- Tiens
M'sieur Claude, lecture cette semaine, lassé des chroniques sur le répertoire musique
classique ?
- Non ma
belle Sonia, mais je suis en rupture d'Internet depuis deux semaines : pas de
référence sur les artistes et compositeurs, pas de vidéos, la galère en un mot
!
- Oui je
vois… Serge Brussolo ? J'en ai lu quelques-uns, c'est une première dans le
blog. Je me souviens avoir frissonné lors de ces lectures…
- En effet
mon petit chat aux yeux bleus… Un auteur prolixe, certains parleront de roman
de gare, mais son imagination et sa plume lui permettent de dépasser cette
étiquette un peu péjorative…
- Oh m'sieur
Claude, vous me faites rougir, mais pourquoi s'intéresser à mes yeux ?
- Parce que
nous allons rencontrer un chat aux yeux jaunes… empaillé et plutôt miteux…
- Beurk !
Serge Brussolo est né
comme votre chroniqueur en 1951. Il
a écrit sous son vrai nom et quelques pseudos un nombre incalculable d'ouvrages
dans divers genre : la SF dès l'âge de 12 ans, le polard, le fantastique
technologique voire horrifique, le roman historique et l'héroïc fantaisy et
même pour les enfants comme la série Peggy
Sue. Il arrive difficilement à se faire éditer en début de carrière, son
imagination déjantée n'étant pas encore à la mode dans les années 70. Les éditeurs Fleuve noire et
Présence du futur lui donneront enfin sa chance dans les années 80. Il recevra même un prix Appolo en 1983. L'auteur est doté d'une
imagination et d'une force de travail hors du commun. Un as du suspens qui n'a
pas peur de plonger ses héros dans les situations les plus périlleuses qui, au
fil des pages, semblent sans issues jusqu'à un dénouement surprenant.

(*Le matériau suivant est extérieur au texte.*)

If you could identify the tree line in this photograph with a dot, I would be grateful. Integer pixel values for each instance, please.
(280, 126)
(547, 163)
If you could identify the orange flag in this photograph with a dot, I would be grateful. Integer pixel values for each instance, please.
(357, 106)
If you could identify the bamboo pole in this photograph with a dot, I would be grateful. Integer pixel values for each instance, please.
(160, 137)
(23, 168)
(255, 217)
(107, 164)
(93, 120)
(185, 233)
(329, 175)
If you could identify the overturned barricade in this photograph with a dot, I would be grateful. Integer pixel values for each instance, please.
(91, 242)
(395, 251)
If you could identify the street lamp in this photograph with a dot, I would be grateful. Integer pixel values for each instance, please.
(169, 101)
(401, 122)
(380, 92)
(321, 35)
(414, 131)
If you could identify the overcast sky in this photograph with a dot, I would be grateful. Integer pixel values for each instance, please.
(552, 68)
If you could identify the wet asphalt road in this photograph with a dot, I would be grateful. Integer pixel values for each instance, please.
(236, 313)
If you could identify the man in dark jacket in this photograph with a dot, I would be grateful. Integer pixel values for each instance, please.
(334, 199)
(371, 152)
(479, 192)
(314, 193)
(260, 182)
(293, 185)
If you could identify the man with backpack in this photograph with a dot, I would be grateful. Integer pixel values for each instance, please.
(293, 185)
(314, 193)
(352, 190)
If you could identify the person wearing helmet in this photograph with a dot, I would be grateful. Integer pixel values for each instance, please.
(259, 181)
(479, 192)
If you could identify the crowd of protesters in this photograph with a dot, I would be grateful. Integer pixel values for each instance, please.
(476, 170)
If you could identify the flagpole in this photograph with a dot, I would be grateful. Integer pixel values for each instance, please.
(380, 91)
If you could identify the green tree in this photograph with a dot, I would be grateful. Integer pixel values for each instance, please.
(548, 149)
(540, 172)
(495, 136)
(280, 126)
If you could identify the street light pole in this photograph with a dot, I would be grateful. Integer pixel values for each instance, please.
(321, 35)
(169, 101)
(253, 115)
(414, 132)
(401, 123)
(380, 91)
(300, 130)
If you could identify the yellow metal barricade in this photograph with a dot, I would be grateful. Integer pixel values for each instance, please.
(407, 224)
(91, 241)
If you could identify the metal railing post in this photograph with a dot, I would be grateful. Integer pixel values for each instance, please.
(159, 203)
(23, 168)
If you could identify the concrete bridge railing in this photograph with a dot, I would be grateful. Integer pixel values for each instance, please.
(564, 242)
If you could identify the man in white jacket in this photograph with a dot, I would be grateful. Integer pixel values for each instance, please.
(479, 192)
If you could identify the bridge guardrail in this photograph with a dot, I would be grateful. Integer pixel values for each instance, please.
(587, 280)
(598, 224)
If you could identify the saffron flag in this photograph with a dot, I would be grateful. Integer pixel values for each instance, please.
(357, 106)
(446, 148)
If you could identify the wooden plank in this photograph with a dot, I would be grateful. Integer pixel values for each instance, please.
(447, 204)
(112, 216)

L'écriture est aérée, incisive même si elle ne peut guère se revendiquer de
Flaubert…
Important : les passages horrifiques ne laissent
jamais place à la complaisance. Chaque roman se révèle en nombre de pages moins
ambitieux que ceux de Thilliez,
Chattam ou encore Jean-Christophe Grangé, mais moins gore ou
gratuitement sadique (La ligne noire). Brussolo
privilégie l'humour noir même si les âmes sensibles pourront vérifier leurs
verrous trois fois de suite après lecture et avant de se coucher…
Agence 13 se
présente comme une saga, un triptyque de 3 thrillers, trois aventures chronologiques
: Dortoir interdit, Ceux
d'en bas et pour conclure : Le chat aux yeux
jaunes, le moins palpitant, plus polard donc sans ressorts fantastiques.
À ce propos, même si ces histoires de Brussolo
flirtent avec l'étrange voire le surnaturel, la rationalité (enfin presque)
reprend toujours habilement la main dans cette série.
Autre particularité : pas de narrateur.
L'héroïne Mickie Katz partage avec
le lecteur ses aventures hautes en couleurs et en dangers. Elle se présente
elle-même : une allure à la Charlotte Gainsbourg* (surtout le nez hérité de
papa Serge) mais un tempérament à la Lara Croft ! Mickie Katz a été élevée par un père seul fuyant le FBI, la CIA, la
NSA et les autres, du fait de son statut d'anarcho-terroriste. À l'âge où l'on
pimploche des poupées Barbie, Mickie apprenait
le close combat et la confection de bombes avec des produits ménagers, etc.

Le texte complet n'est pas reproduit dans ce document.